O documento define um prazo de 30 dias para a indicação dos membros titulares do grupo e mais 60 para a conclusão dos trabalhos — período que pode ser prorrogado. A nova regulamentação ainda precisa passar por avaliação do ministro da Justiça.
Inviabilidade
Pollon afirma que as novas regras vão inviabilizar a prática do tiro desportivo, a venda de armas e o funcionamento dos clubes. Critica, ainda, a demora para a estabelecer uma nova regulamentação para o tema. “Com essa ausência de regulamentação por, pelo menos seis ou sete meses, o setor vai sangrar até deixar de existir”, argumenta.
Ele também condena a falta de diálogo do novo governo com representantes da área sobre o impacto das medidas na indústria. “O que mais assusta é a total ausência de respeito aos preceitos democráticos e a condenação de mais de três milhões de empregos à total destruição econômica”, sustenta.
Com a nova medida, o total de munições que o CAC pode adquirir passou de 5 mil para 600. Além disso, a quantidade de armas permitidas por pessoa foi de 60 — sendo 30 de uso restrito — para três, proibindo a compra e venda de equipamentos de uso restrito.
O governo também determinou o registro de todas as armas no sistema da Polícia Federal, o Sistema Nacional de Armas (Sinarm).
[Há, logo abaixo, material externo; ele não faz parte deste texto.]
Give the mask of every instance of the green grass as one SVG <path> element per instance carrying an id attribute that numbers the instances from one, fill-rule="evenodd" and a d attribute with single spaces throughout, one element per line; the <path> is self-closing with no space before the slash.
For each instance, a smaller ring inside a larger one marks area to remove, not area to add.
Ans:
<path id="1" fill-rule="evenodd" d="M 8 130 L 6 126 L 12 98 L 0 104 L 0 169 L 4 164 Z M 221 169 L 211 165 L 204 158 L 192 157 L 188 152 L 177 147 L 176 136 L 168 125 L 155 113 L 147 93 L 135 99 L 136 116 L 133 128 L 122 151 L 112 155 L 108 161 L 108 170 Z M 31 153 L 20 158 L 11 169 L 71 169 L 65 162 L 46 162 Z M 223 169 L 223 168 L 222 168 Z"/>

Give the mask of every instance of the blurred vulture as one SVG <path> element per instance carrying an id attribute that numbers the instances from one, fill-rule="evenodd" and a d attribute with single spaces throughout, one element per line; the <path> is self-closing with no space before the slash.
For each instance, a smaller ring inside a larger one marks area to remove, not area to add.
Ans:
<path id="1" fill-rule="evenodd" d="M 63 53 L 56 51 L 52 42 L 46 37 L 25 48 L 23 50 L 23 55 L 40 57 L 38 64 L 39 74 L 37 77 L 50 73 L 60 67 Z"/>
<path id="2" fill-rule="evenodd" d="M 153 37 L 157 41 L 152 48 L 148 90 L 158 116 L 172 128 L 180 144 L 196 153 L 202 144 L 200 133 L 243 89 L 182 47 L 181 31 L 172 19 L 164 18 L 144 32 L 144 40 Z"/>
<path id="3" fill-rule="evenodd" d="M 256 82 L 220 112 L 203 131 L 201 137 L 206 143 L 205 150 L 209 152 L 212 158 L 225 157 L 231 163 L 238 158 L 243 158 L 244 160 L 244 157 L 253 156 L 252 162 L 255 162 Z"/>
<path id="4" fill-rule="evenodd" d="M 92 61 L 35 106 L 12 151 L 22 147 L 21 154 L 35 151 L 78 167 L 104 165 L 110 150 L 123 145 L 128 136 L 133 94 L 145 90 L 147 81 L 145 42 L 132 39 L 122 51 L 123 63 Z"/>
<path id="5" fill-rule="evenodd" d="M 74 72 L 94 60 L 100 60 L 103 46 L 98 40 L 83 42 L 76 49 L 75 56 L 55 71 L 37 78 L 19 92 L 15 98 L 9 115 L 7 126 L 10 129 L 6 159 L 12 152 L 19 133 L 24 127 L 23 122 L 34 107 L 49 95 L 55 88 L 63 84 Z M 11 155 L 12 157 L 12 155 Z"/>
A medida abarca inclusive os CACs, que cadastravam seus equipamentos no sistema do Exército. Na prática, o controle passa a ser também dos policiais federais, que costumam ser mais rigorosos sobre a aprovação dos registros.
Porte de trânsito
Um dos pontos mais criticados pelos entusiastas de armas é a extinção do chamado porte de trânsito. Na legislação anterior, os CACs podiam se deslocar entre a residência e os clubes de tiro com armas municiadas. Com o novo decreto, essa autorização cai.
Na prática, o trecho era interpretado como um “porte de arma para CACs”, já que quando se era abordado pela polícia, por exemplo, era possível justificar que se estava a caminho de um clube de tiro.
Em um artigo de novembro, o Laboratório de Dados Fogo Cruzado mostrou em um artigo que alguns estabelecimentos do tipo começaram a funcionar 24 horas, o que serviria de justificativa para esse porte em trânsito.
O policial civil e deputado federal eleito Paulo Bilynskyj (PL-SP) afirma que a decisão desestimula a prática do tiro esportivo. “Como é que o atirador vai de casa até o clube com duas, três, quatro armas dentro do carro sem nenhuma para poder se defender. O que vai acontecer? O cidadão de bem não vai mais para o clube”, argumenta.
“É catastrófico. Nenhum governo democrático que respeita as liberdades individuais do cidadão desarma o seu povo”, defende Bilynskyj.
Setor paralisado
No mesmo sentido, Sérgio Bittencourt, presidente da Confederação Brasileira de Tiro Defensivo e Caça (IDCS) e dono de um clube de tiro e de uma loja de armas em Minas Gerais, pontua que o porte de trânsito trazia segurança para o atirador. “A questão da ida ao clube de tiro dessa forma [com a arma sem munição] traz risco para a própria sociedade. Porque basta o bandido ir para a porta do clube e roubar as armas.”
Ele diz que já sente os efeitos do decreto no estabelecimento que gerencia. Entre os 18 funcionários, nove entraram em aviso prévio após a determinação do novo governo. O faturamento caiu cerca 80% a 90% em relação ao normal.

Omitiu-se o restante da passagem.